L'Évangile du jour

Dimanche 18 mai 2025

5e dimanche de Pâques

Dimanche Temps pascal Année C Ornements blancs Semaine I du Psautier

Évangile de Jésus Christ selon saint Jean

Jean 13, 31-33a.34-35

« Je vous donne un commandement nouveau : c’est de vous aimer les uns les autres »

Alléluia. Alléluia.
Je vous donne un commandement nouveau,
dit le Seigneur :
« Aimez-vous les uns les autres,
comme je vous ai aimés. »
Alléluia.

31Quand il fut sorti, Jésus déclara : « Maintenant le Fils de l’homme est glorifié, et Dieu est glorifié en lui.32Si Dieu est glorifié en lui, Dieu aussi le glorifiera ; et il le glorifiera bientôt.33Petits enfants, c’est pour peu de temps encore que je suis avec vous. Vous me chercherez, et, comme je l’ai dit aux Juifs : “Là où je vais, vous ne pouvez pas aller”, je vous le dis maintenant à vous aussi.34Je vous donne un commandement nouveau : c’est de vous aimer les uns les autres. Comme je vous ai aimés, vous aussi aimez-vous les uns les autres.35À ceci, tous reconnaîtront que vous êtes mes disciples : si vous avez de l’amour les uns pour les autres. »

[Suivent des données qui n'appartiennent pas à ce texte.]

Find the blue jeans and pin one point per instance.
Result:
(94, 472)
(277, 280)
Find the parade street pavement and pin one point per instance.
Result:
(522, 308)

Acclamons la Parole de Dieu.

Lire le chapitre 13 de saint Jean avec ses commentaires

Les lectures de cette messe

  • Première lecture Ac 14, 21b-27« Ayant réuni l’Église, ils rapportèrent tout ce que Dieu avait fait avec eux »
  • Psaume Ps 144 (145), 8-9, 10-11, 12-13ab
  • Deuxième lecture Ap 21, 1-5a« Il essuiera toute larme de leurs yeux »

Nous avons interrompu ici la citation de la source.